Now, imagine a scenario where ordering couldn’t be guaranteed. Multiple processes could read the user_id=1 updates in a different order, creating disagreement about the actual purchase count for this user. By ensuring the logs are ordered, the data can be processed deterministically3 by multiple processes.4

Furthermore, while the position of each log entry in the preceding example uses line numbers, Kafka refers to the position of each entry in its distributed log as an offset. Offsets start at 0 and they enable an important behavior: they allow multiple consumer groups to each read from the same log, and maintain their own positions in the log/stream they are reading from. This is shown in Figure 1-5.

Now that we’ve gained some intuition around Kafka’s log-based storage layer by creating our own log from the command line, let’s tie these ideas back to the higher-level constructs we identified in Kafka’s communication model. We’ll start by continuing our discussion of topics, and learning about something called partitions.

Figure 1-5. Multiple consumer groups can read from the same log, each maintaining their position based on the offset they have read/processed

Topics and Partitions

In our discussion of Kafka’s communication model, we learned that Kafka has the concept of named streams called topics. Furthermore, Kafka topics are extremely flexible with what you store in them. For example, you can have homogeneous topics that contain only one type of data, or heterogeneous topics that contain multiple types of data.5 A depiction of these different strategies is shown in Figure 1-6.

Figure 1-6. Different strategies exist for storing events in topics; homogeneous topics generally contain one event type (e.g., clicks) while heterogeneous topics contain multiple event types (e.g., clicks and page_views)

We have also learned that append-only commit logs are used to model streams in Kafka’s storage layer. So, does this mean that each topic correlates with a log file? Not exactly. You see, Kafka is a distributed log, and it’s hard to distribute just one of something. So if we want to achieve some level of parallelism with the way we distribute and process logs, we need to create lots of them. This is why Kafka topics are broken into smaller units called partitions.

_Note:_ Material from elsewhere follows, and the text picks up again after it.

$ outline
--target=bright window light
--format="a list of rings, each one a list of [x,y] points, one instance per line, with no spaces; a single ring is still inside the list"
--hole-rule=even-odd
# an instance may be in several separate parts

Partitions are individual logs (i.e., the data structures we discussed in the previous section) where data is produced and consumed from. Since the commit log abstraction is implemented at the partition level, this is the level at which ordering is guaranteed, with each partition having its own set of offsets. Global ordering is not supported at the topic level, which is why producers often route related records to the same partition.6

Ideally, data will be distributed relatively evenly across all partitions in a topic. But you could also end up with partitions of different sizes. Figure 1-7 shows an example of a topic with three different partitions.

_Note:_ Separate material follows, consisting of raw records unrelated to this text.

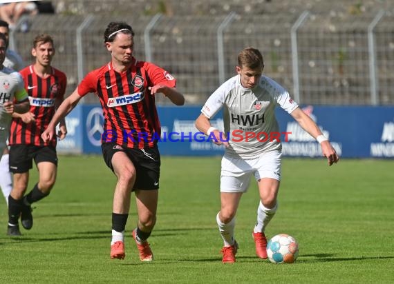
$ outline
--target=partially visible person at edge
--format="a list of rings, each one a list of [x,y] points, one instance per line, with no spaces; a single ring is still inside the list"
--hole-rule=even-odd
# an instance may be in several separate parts
[[[8,136],[13,187],[8,196],[7,233],[11,236],[21,235],[19,216],[24,228],[32,228],[31,204],[48,196],[55,185],[57,172],[56,136],[44,141],[41,132],[48,127],[56,109],[63,101],[67,85],[66,74],[51,65],[55,45],[49,34],[40,34],[34,39],[31,54],[35,62],[20,71],[29,94],[30,110],[12,115]],[[66,133],[66,123],[62,119],[59,139],[63,139]],[[33,160],[38,170],[38,182],[25,195]]]
[[[7,40],[6,59],[3,63],[3,65],[8,68],[12,69],[15,71],[19,71],[25,65],[22,58],[14,50],[8,48],[10,41],[10,27],[8,23],[5,21],[0,20],[0,34],[4,34]],[[0,152],[0,154],[1,153]],[[0,159],[0,187],[1,192],[6,199],[7,205],[8,205],[8,196],[12,190],[12,176],[10,172],[8,148],[5,147],[3,151],[3,155]]]
[[[124,22],[110,23],[104,34],[111,61],[88,73],[77,89],[60,105],[44,141],[51,139],[55,125],[77,105],[82,97],[95,92],[103,109],[104,129],[112,137],[102,138],[104,160],[118,178],[113,194],[111,258],[123,259],[124,230],[131,192],[136,200],[138,221],[132,231],[142,261],[151,261],[147,242],[156,221],[160,156],[157,147],[160,124],[155,95],[162,93],[174,104],[185,103],[176,90],[175,79],[156,65],[133,57],[134,32]],[[144,134],[144,139],[139,135]]]
[[[252,175],[257,181],[260,201],[257,222],[252,234],[257,256],[267,258],[264,232],[278,208],[276,196],[281,164],[281,144],[278,139],[240,141],[237,136],[235,142],[232,137],[225,137],[225,133],[245,128],[256,137],[261,132],[278,133],[274,109],[279,105],[320,143],[329,165],[339,161],[335,150],[316,123],[282,86],[262,74],[263,68],[263,56],[259,50],[253,48],[243,49],[238,56],[235,68],[237,75],[222,84],[209,97],[196,121],[200,131],[209,135],[216,144],[223,143],[226,147],[221,162],[221,207],[216,215],[224,241],[221,250],[224,263],[236,261],[238,243],[234,238],[235,216],[242,194],[247,192]],[[212,127],[210,123],[221,108],[224,108],[224,132]]]
[[[25,112],[29,109],[28,96],[24,87],[22,77],[19,73],[3,65],[7,41],[6,36],[0,32],[0,153],[7,149],[7,137],[12,114]],[[3,165],[3,160],[1,164]],[[4,192],[6,189],[9,190],[8,186],[12,185],[12,182],[8,167],[6,170],[0,168],[0,186]],[[5,175],[5,173],[8,174]]]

Figure 1-7. A Kafka topic configured with three partitions

The number of partitions for a given topic is configurable, and having more partitions in a topic generally translates to more parallelism and throughput, though there are some trade-offs of having too many partitions.7 We’ll talk about this more throughout the book, but the important takeaway is that only one consumer per consumer group can consume from a partition (individual members across different consumer groups can consume from the same partition, however, as shown in Figure 1-5).

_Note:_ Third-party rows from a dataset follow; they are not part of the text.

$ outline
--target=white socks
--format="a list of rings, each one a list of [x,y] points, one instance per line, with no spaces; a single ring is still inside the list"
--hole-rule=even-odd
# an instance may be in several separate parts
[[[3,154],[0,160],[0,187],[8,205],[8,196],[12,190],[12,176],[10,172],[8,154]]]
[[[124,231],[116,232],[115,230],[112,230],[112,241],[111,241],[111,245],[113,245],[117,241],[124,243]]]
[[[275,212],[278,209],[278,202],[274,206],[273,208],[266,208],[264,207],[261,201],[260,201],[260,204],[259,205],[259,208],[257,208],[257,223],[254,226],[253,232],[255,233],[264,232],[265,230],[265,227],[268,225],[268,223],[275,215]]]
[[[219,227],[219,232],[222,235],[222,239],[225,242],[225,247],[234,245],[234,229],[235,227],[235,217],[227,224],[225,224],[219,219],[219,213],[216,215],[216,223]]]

Therefore, if you want to spread the processing load across N consumers in a single consumer group, you need N partitions. If you have fewer members in a consumer group than there are partitions on the source topic (i.e., the topic that is being read from), that’s OK: each consumer can process multiple partitions. If you have more members in a consumer group than there are partitions on the source topic, then some consumers will be idle.

With this in mind, we can improve our definition of what a topic is. A topic is a named stream, composed of multiple partitions. And each partition is modeled as a commit log that stores data in a totally ordered and append-only sequence. So what exactly is stored in a topic partition? We’ll explore this in the next section.

Events

In this book, we spend a lot of time talking about processing data in topics. However, we still haven’t developed a full understanding of what kind of data is stored in a Kafka topic (and, more specifically, in a topic’s partitions).

A lot of the existing literature on Kafka, including the official documentation, uses a variety of terms to describe the data in a topic, including messages, records, and events. These terms are often used interchangeably, but the one we have favored in this book (though we still use the other terms occasionally) is event. An event is a timestamped key-value pair that records something that happened. The basic anatomy of each event captured in a topic partition is shown in Figure 1-8.

Figure 1-8. Anatomy of an event, which is what is stored in topic partitions
1

Application-level headers contain optional metadata about an event. We don’t work with these very often in this book.

2

Keys are also optional, but play an important role in how data is distributed across partitions. We will see this over the next few chapters, but generally speaking, they are used to identify related records.

3

Each event is associated with a timestamp. We’ll learn more about timestamps in Chapter 5.

4

The value contains the actual message contents, encoded as a byte array. It’s up to clients to deserialize the raw bytes into a more meaningful structure (e.g., a JSON object or Avro record). We will talk about byte array deserialization in detail in “Serialization/Deserialization”.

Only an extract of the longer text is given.